2. Die Antragstellerin hat mit ihrer Beschwerde, die sie – nach Änderung der Zahlungsweise des Kraftfahrtversicherungsbeitrags – auf die Übernahme der fälligen Vierteljahresprämie begrenzt hat, Gründe dargelegt, aus denen die angefochtene Entscheidung des Verwaltungsgerichts abzuändern und ihrem Antrag zu entsprechen ist (§ 146 Abs. 4 Satz 3 und 6 VwGO).

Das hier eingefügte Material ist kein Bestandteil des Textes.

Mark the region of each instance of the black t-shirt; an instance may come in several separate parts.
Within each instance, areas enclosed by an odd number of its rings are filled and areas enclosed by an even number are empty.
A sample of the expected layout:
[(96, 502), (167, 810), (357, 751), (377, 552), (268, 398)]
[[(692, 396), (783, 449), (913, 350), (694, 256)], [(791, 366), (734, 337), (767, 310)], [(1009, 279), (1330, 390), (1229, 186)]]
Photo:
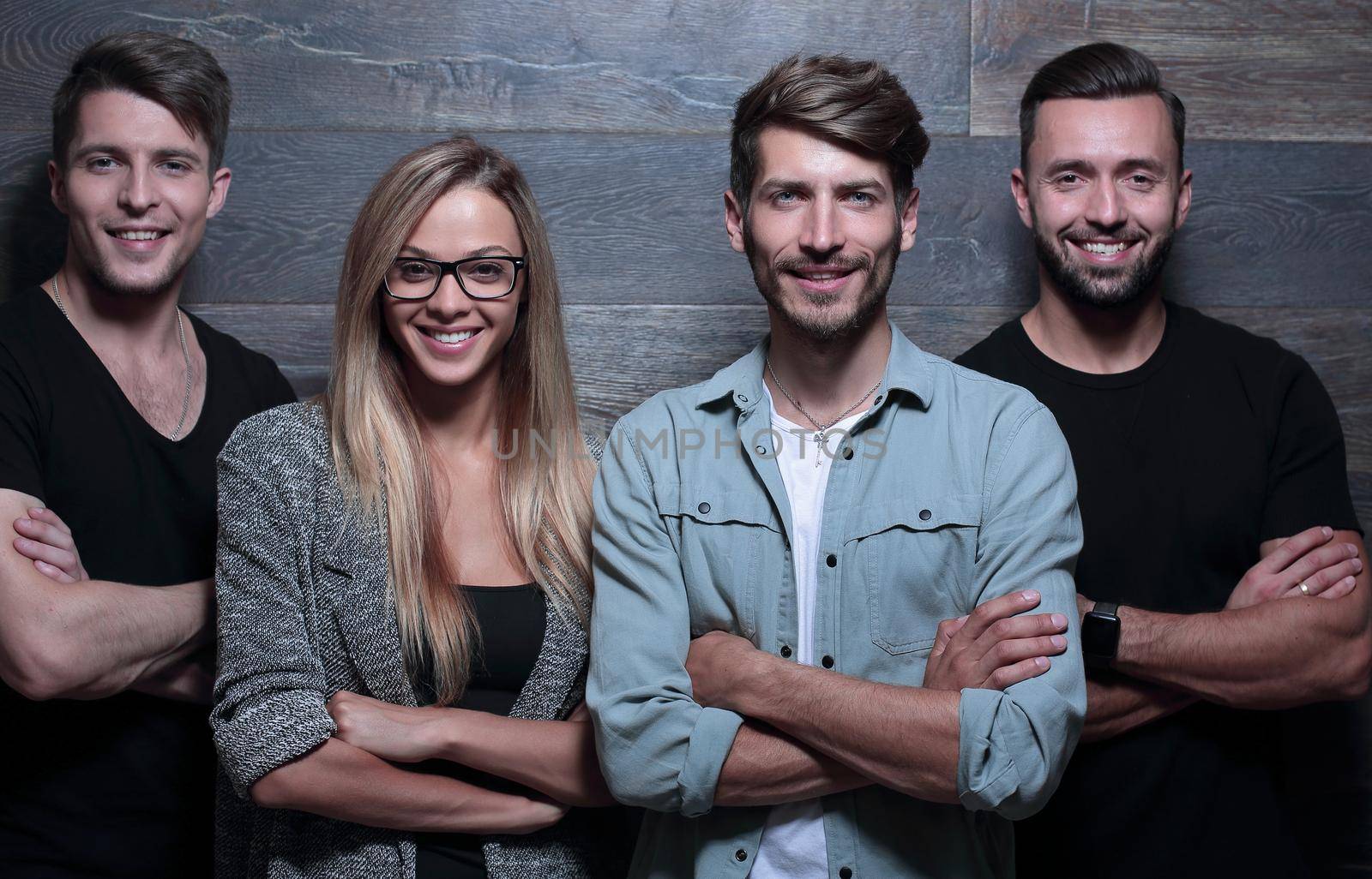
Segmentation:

Die Antragstellerin hat zunächst einen Anordnungsgrund ausreichend dargelegt und glaubhaft gemacht (§ 123 Abs. 1 und 3 VwGO, § 920 Abs. 2 ZPO). Sie hat durch entsprechende – zusammen mit der Rechtsmittelbegründung eingereichte – umfangreiche Unterlagen nachgewiesen, dass sie nach ihren derzeitigen wirtschaftlichen Verhältnissen nicht in der Lage ist, die nunmehr jeweils vierteljährlich fällig werdenden Beiträge zur Kraftfahrtversicherung ohne Gefährdung ihres notwendigen Lebensunterhalts und ihrer Wohnunterkunft zu bezahlen.